这里面的关键函数是free_area_init_node(),其入参find_min_pfn_for_node()用于获取node节点中最低的内存页框号。

free_area_init_node()其实现:

  1. 【file:/mm/page_alloc.c】
  2. void __paginginit free_area_init_node(int nid, unsigned long *zones_size,
  3.         unsigned long node_start_pfn, unsigned long *zholes_size)
  4. {
  5.     pg_data_t *pgdat = NODE_DATA(nid);
  6.     unsigned long start_pfn = 0;
  7.     unsigned long end_pfn = 0;
  8.  
  9.     /* pg_data_t should be reset to zero when it's allocated */
  10.     WARN_ON(pgdat->nr_zones || pgdat->classzone_idx);
  11.  
  12.     pgdat->node_id = nid;
  13.     pgdat->node_start_pfn = node_start_pfn;
  14.     init_zone_allows_reclaim(nid);
  15. #ifdef CONFIG_HAVE_MEMBLOCK_NODE_MAP
  16.     get_pfn_range_for_nid(nid, &start_pfn, &end_pfn);
  17. #endif
  18.     calculate_node_totalpages(pgdat, start_pfn, end_pfn,
  19.                   zones_size, zholes_size);
  20.  
  21.     alloc_node_mem_map(pgdat);
  22. #ifdef CONFIG_FLAT_NODE_MEM_MAP
  23.     printk(KERN_DEBUG "free_area_init_node: node %d, pgdat %08lx, node_mem_map %08lx\n",
  24.         nid, (unsigned long)pgdat,
  25.         (unsigned long)pgdat->node_mem_map);
  26. #endif
  27.  
  28.     free_area_init_core(pgdat, start_pfn, end_pfn,
  29.                 zones_size, zholes_size);
  30. }

该函数中,其中init_zone_allows_reclaim()用于计算评估内存管理区是否可回收以及合适的node节点数,如果非NUMA环境,则该函数为空。而基于CONFIG_HAVE_MEMBLOCK_NODE_MAP的配置下,接下来将是get_pfn_range_for_nid()

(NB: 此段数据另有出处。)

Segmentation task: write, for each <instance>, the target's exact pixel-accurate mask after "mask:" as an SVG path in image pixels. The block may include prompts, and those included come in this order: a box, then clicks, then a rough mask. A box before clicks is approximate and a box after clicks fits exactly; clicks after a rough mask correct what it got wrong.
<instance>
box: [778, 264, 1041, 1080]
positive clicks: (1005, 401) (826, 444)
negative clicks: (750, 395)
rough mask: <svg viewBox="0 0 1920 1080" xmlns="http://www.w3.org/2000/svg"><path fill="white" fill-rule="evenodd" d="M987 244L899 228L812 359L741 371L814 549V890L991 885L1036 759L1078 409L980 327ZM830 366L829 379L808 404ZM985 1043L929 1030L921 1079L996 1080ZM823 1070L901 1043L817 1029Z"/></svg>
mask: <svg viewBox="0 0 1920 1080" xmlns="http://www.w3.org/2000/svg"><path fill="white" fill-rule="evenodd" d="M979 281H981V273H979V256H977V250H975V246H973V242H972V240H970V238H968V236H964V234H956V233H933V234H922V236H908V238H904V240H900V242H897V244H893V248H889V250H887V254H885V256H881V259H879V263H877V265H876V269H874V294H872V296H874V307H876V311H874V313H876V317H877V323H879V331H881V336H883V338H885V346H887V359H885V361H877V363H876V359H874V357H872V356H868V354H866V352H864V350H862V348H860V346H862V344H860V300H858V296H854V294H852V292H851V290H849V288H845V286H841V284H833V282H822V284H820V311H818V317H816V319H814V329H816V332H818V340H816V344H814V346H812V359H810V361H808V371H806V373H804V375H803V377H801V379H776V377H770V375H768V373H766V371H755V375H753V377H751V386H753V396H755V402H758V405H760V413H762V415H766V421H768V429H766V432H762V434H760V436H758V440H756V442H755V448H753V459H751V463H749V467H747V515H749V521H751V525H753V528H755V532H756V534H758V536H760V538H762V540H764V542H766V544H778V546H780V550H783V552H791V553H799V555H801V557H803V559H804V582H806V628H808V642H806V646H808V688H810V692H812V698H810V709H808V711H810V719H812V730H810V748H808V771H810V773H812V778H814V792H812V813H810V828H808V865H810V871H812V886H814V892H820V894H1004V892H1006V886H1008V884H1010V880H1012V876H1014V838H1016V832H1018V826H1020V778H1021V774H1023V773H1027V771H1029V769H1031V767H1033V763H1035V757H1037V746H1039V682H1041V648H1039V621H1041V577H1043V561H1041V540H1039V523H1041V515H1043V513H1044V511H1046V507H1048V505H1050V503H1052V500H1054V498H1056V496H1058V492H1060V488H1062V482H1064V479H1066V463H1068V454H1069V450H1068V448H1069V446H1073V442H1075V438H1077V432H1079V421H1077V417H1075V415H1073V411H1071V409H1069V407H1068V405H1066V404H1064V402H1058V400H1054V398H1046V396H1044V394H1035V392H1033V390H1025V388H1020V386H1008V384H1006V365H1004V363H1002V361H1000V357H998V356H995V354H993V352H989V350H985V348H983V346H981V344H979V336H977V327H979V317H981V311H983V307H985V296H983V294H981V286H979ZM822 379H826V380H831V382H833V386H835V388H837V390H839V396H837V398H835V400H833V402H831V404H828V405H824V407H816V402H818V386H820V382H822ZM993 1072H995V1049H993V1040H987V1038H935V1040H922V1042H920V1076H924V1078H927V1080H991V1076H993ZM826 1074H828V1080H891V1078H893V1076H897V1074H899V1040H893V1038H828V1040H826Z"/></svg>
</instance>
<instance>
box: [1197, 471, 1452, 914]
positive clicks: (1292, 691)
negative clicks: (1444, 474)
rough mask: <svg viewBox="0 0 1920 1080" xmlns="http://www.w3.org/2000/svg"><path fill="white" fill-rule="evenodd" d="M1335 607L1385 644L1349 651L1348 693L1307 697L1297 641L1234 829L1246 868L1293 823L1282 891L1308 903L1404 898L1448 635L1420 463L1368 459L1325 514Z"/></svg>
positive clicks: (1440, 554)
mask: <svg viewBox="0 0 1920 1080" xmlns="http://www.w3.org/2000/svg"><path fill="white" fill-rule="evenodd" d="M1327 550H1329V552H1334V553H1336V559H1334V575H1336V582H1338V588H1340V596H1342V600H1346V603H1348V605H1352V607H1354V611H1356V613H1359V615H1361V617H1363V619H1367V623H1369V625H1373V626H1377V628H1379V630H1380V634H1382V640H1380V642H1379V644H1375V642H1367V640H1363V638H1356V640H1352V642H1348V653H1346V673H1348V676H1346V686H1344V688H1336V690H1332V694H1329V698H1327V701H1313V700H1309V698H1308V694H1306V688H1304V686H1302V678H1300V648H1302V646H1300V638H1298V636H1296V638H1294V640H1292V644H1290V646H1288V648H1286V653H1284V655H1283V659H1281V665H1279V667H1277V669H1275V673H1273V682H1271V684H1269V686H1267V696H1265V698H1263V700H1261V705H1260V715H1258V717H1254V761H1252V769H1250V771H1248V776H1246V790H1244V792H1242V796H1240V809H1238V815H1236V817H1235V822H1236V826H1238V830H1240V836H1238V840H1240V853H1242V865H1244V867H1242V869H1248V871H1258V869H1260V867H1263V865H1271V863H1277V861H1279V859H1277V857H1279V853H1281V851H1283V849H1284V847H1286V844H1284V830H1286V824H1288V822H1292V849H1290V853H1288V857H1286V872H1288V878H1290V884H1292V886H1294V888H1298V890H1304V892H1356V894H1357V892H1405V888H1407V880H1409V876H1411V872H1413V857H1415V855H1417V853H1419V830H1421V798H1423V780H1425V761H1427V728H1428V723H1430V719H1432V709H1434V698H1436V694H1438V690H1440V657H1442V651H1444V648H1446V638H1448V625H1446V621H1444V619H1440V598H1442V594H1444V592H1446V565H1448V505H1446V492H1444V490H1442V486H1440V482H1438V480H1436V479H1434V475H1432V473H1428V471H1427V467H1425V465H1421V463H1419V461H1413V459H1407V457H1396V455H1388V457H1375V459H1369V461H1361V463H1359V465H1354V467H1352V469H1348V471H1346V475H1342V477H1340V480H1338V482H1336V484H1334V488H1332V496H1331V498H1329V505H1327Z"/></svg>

  1. 【file:/mm/page_alloc.c】
  2. /**
  3.  * get_pfn_range_for_nid - Return the start and end page frames for a node
  4.  * @nid: The nid to return the range for. If MAX_NUMNODES, the min and max PFN are returned.
  5.  * @start_pfn: Passed by reference. On return, it will have the node start_pfn.
  6.  * @end_pfn: Passed by reference. On return, it will have the node end_pfn.
  7.  *
  8.  * It returns the start and end page frame of a node based on information
  9.  * provided by an arch calling add_active_range(). If called for a node
  10.  * with no available memory, a warning is printed and the start and end
  11.  * PFNs will be 0.
  12.  */
  13. void __meminit get_pfn_range_for_nid(unsigned int nid,
  14.             unsigned long *start_pfn, unsigned long *end_pfn)
  15. {
  16.     unsigned long this_start_pfn, this_end_pfn;
  17.     int i;
  18.  
  19.     *start_pfn = -1UL;
  20.     *end_pfn = 0;
  21.  
  22.     for_each_mem_pfn_range(i, nid, &this_start_pfn, &this_end_pfn, NULL) {
  23.         *start_pfn = min(*start_pfn, this_start_pfn);
  24.         *end_pfn = max(*end_pfn, this_end_pfn);
  25.     }
  26.  
  27.     if (*start_pfn == -1UL)
  28.         *start_pfn = 0;
  29. }

此函数主要是将内存node节点的起始和末尾页框号返回给接下来的calculate_node_totalpages()来使用。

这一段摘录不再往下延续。